BETHESDA, Md--A smoking-cessation study involving 11 pairs of communities and more than 20,000 smokers found a slight advantage for intervention among light-to-moderate smokers but no statistically significant difference among heavy smokers.
Sylvan B. Green, MD, senior investigator in the Clinical and Diagnostic Trials Section of the NCI's Division of Cancer Prevention and Control, said the mean quit rate for light-to-moderate smokers was 30.6% in communities where intervention programs were conducted and 27.5% in comparison communities. For heavy smokers, the rates were 18.0% and 18.7%, respectively.
Speaking at a symposium on tobacco addiction sponsored by the NCI and the American Society of Clinical Oncology (ASCO), Dr. Green called the difference for light-to-moderate smokers "not as large as many of us would have hoped for, but we believe that it is real." He noted that the findings would be of public health importance "if you could actually get an additional 3% of light-to-moderate smokers to quit and stay off."
Dr.
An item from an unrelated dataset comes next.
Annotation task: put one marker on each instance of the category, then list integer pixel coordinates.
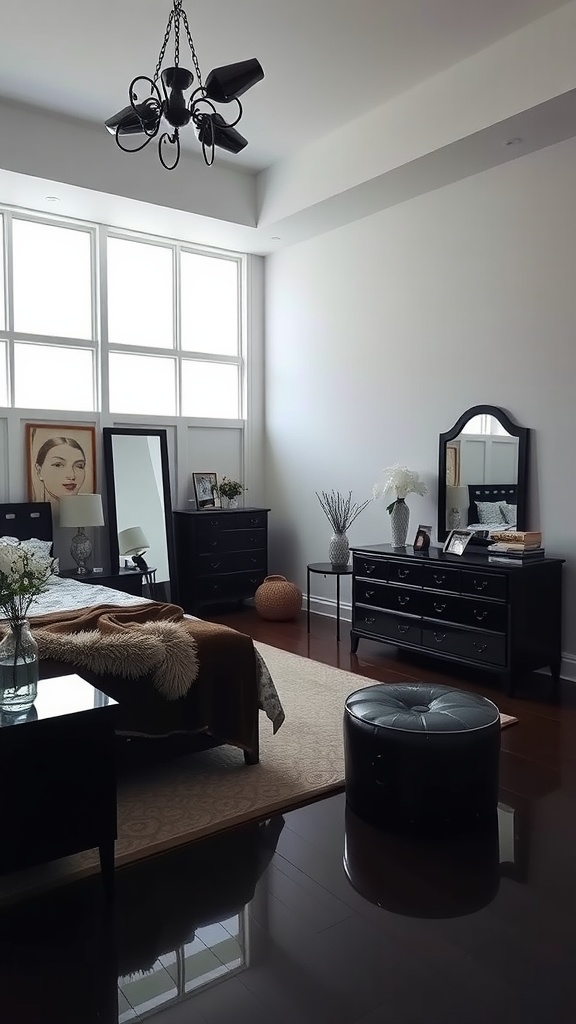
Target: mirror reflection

Green termed the results for heavy smokers "disappointing," but noted that these were the smokers more likely to have problems with addiction.
The Study Design
The 22 North American communities in the Community Intervention Trial for Smoking Cessation (COMMIT) were cities of 50,000 to 250,000 population, matched by geographic location, size, and sociodemographic factors, Dr. Green said. The matched communities were randomly assigned either to conduct a set of community-based intervention programs or to serve as a comparison community without such additional programs.
The study began in 1988 with a baseline survey of the 22 communities and the identification of cohorts of smokers--10,019 "heavy" smokers (25 or more cigarettes a day) and 10,328 "light-to-moderate" smokers--who were followed over time, Dr. Green said. Active intervention to influence smokers to quit took place from 1989 through 1992, with final outcome data collected in 1993.